Hundreds of Oregon hospital workers begin strike

More than 400 front-line healthcare workers at McKenzie-Willamette Medical Center in Springfield, Ore., began a two-day strike Oct. 5 alleging unfair labor practices, according to the union that represents them.

Service Employees International Union Local 49, which represents the workers, alleges management is interfering with workers' rights as union members as they seek a new contract that includes safe staffing, fair wages and COVID-19 protections, and keeps good jobs at the hospital.

The union said workers also contend understaffing, high turnover, low wages, lack of affordable healthcare and lack of adequate COVID-19 protections may be jeopardizing worker and patient safety.

Additionally, workers take issue with hospital management's plans to outsource nearly 100 workers in the dietary, housekeeping and linen departments to HHS, a Dripping Springs, Texas-based staffing company.

"As healthcare workers, we care deeply about our patients and providing the best care, and I'm so angry that management is treating us unfairly," Gypsy Smith, a housekeeper at the hospital, said in a news release. "Going on strike is the most difficult decision many of us have had to make, especially with COVID. But ultimately we're doing this to protect our patients and make sure we have the resources we need to do our jobs safely."

McKenzie-Willamette, in a statement shared with Becker's Oct. 5, emphasized its committment to bargaining in good faith on the overall union contract which expired Aug. 31 and issues related to the outsourcing of dietary and environmental services. 

Regarding outsourcing, the hospital "is open to reviewing proposals from the union related to outsourcing, but to date the only alternative offered has been not to outsource," said Jana Waterman, vice president of business development and marketing at McKenzie-Willamette. 

She added that outsourcing "represents an investment in our patients and employees" and that all 56 current housekeeping and dietary employees will be offered employment.
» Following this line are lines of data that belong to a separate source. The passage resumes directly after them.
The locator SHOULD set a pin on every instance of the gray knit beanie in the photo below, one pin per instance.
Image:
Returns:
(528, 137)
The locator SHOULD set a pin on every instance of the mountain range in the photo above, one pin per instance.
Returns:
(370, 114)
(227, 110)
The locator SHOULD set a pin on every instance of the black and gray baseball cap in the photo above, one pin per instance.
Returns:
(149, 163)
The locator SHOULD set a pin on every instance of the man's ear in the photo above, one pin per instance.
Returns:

She said HHS in Texas will also help to recruit additional staff to further boost patient experience.

As far as supplies and staffing, Ms. Waterman said the hospital continues to have sufficient supplies and personal protective equipment for workers, and its staffing ratios "are in line with patient volumes and fluctuate accordingly."

During the strike, the hospital will limit some services, including the rescheduling of elective surgeries. Ms. Waterman said this will not affect care for patients already in the hospital.

The emergency room will be available to accept walk-in patients; however, the hospital will beon EMS diversion, which will be reassessed hourly, said Ms. Waterman.